Community Comment – by David Woods
In the last year the Edinburgh City Council has put out for tender the contracts for the provision of its care and support services.
The aim, according to Paul Edie, convenor for health, social care and housing, is to “increase capacity, improve care quality and decrease costs.” In fact, they hope to save as much as £5.5 million over the next three years.
What price will service users pay for the council’s cost cutting measures?
Tomorrow the council meet in the city chambers to ratify their decision about who should receive the contracts. This decision criteria for the acceptance of tenders was announced as 70% quality and 30% cost.
But as a service user, my fear is that this process is only a cost cutting exercise. And it seems clear that the best service providers, with years of specialist experience of working with people with disabilities, will be the ones to go.
It’s been surprising how little consultation there has been with the people who will be most affected. I was not consulted, and nor were the vast majority of service users I know.
I suffer from a long term mental condition – one that was made better by having weekly visits from my support worker. I’m still anxious about the meeting tomorrow, but it looks like I’ll be one of the lucky few – my service provider, Places for People, is one of the organizations that will receive some of the work being allocated.
Of the four groups that are being awarded the contracts, only one has any real experience of dealing with people with mental health problems. Penumbra and Health in Mind, who both specialize in these areas, have lost their contracts.
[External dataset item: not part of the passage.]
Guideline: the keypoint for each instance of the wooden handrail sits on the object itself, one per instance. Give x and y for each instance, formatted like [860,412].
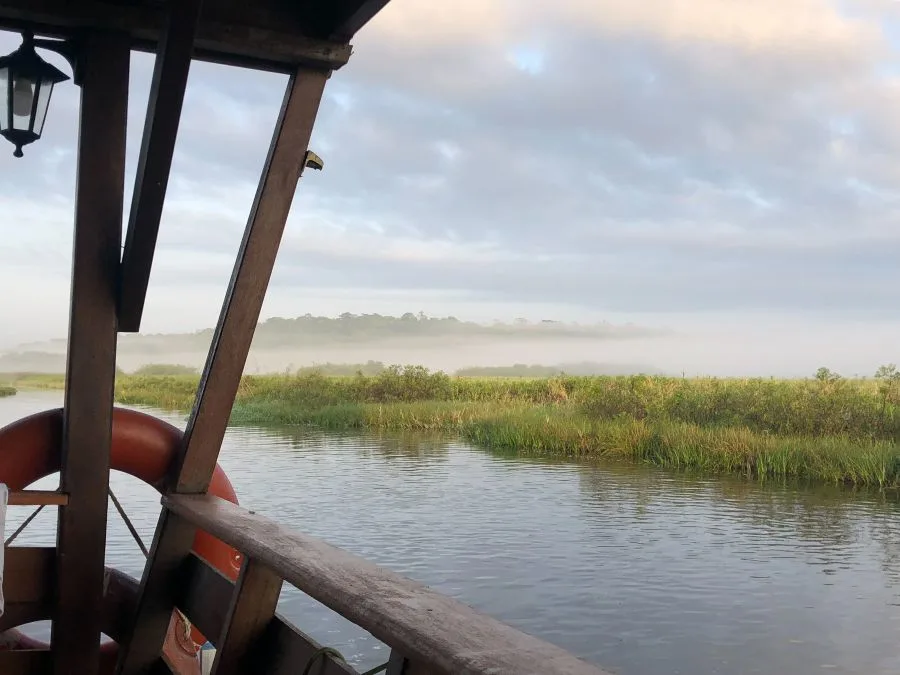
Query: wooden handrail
[430,629]
[37,498]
According to an open letter published by Community Care Providers Scotland, the council’s own figures suggest that eighteen specialist and experienced voluntary organizations will be put out of business.
Some have worked with the council for over twenty years, and most are rated by the CCPS as “very good” or “excellent” – higher gradings than the private companies that will take over their roles.
A lot of people with mental health problems who receive their care through these organizations are understandably upset. Some have received care from the same person or company for many years, and have built up a close relationship.
This familiarity helps not only fosters trust, but can help movement towards recovery. Conversely, anxiety and fear of the coming changes is already having an impact on some service users in the capital.
The council have cited improvement of quality for the award of the new contracts, but I am sure will also be happy to be able to save 21 percent on the current budget. I find it very hard to understand how an organization can maintain the same standard of care, let alone improve it, by reducing the amount of money put into it.
Where will the savings be made? Having thought about it for some time, I can only imagine it will be done by reducing staff wages, or cutting the amount of time a support worker can spend with a single client.